Gosh, it appears to have been a relatively quiet weekend for our dear old Great Pretender (remember that swell song by the Platters). At least we haven’t heard of any tweet storms attacking old departed John! That’s not to say the lad wasn’t busy though, flying all over the country in AF1. He began by reiterating his warning that he wasn’t fooling around about his self-generated border crisis, but he’d very thoughtfully decided to grant Mexico’s President one year to get the immigration thing in order before he would completely close our southern border. We heard that good old Johnny Cornyn of the great state of Texas together with dear old Mitch, the Mafia Master, were able to convince him that his intuitively genius plan might disrupt commerce enough to cause significant economic distress to Texas and other border states. So, then he spent some quality time with the border patrol troops before flying to Vegas to assure Republicrat Jewish Coalition Conference attendees that he had their back, also, and would help his pal, Bibi maintain his grip. Seems some of Bibi’s constituents in the Israel enclave have tired of his warmongering and various scandals, and are now threatening to replace him in the upcoming elections.
Ho Boy, on Sunday, the Mar A Lago duffers were able to breath a sigh of relief since the old boy decided to spare them, and just play a “round” over at his club in Virginia. Concurrently, a new Trumpian Era expose became available for our bookshelves titled, “Commander in Cheat,” detailing his “golf game,” such as it is. No longer will we need to wonder, “how bad can it be?” The author, Rick Reilly, describes therein a nearly unbelievable bastardization of the old Royal and Ancient game. The old guy’s unsavory habits displayed in his businesses seems to extend to his leisure activities. Wow, think of your worst round, and then add a playing partner who lost his rule book and cheats in every way possible! You’ll wind up in bed shivering and clutching my old pappy’s tiny tome, “No Mulligans, No Gimmies, No Muffelettas!”

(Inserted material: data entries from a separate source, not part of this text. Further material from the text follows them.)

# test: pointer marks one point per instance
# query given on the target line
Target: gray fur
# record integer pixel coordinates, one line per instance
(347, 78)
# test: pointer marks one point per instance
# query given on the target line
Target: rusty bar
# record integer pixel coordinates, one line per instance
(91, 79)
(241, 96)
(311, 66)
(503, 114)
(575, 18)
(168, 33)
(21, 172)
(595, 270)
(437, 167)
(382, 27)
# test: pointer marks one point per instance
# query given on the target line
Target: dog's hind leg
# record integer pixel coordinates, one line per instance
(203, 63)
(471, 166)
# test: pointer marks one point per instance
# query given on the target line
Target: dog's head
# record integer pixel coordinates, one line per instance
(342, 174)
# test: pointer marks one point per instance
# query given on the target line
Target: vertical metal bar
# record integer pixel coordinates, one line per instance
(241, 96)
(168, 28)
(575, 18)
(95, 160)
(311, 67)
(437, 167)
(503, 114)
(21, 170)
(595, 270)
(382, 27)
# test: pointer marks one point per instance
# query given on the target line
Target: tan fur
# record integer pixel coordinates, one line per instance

Goodness, then that sweet lady, Kierstjen Nielsen, up and quit. Makes ya kind of wonder if he was up to his infamous “grabbing them” tricks; that girl was sort of cute and he has an affinity for Norway.
Not sick yet? Well, on Monday he declared the Iranian Guard (army) a foreign terrorist organization, and Iran returned the favor to our military. Diplomacy be damned, full speed ahead!

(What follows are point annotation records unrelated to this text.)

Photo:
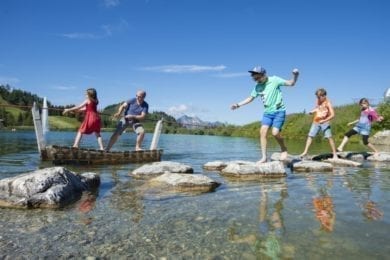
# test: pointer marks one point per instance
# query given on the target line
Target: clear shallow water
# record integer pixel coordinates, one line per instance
(339, 215)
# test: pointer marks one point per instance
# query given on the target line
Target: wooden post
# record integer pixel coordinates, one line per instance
(156, 135)
(38, 128)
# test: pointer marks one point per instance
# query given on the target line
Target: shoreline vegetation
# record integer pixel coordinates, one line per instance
(15, 114)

Thanks, pap, for inviting me to slip down and put together this lil blog. Ughs!
Opps, hold on, pap, Our old First Fool’s on a roll. He just fired his Director of Secret Service, ole “Tex” Alles! Recalling back when old General Kelly reportedly dubbed the boss an Idiot, he may not have realized how expensive an Idiot we had on our hands. I guess now the old fool thinks “Tex” hasn’t adequately fortified his golf courses, and any other places where he may decide to conduct his official govamint business. Yikes!
OK, pap, I’m outa here before he finds out ole Mikey Pence has been trying out his office chair.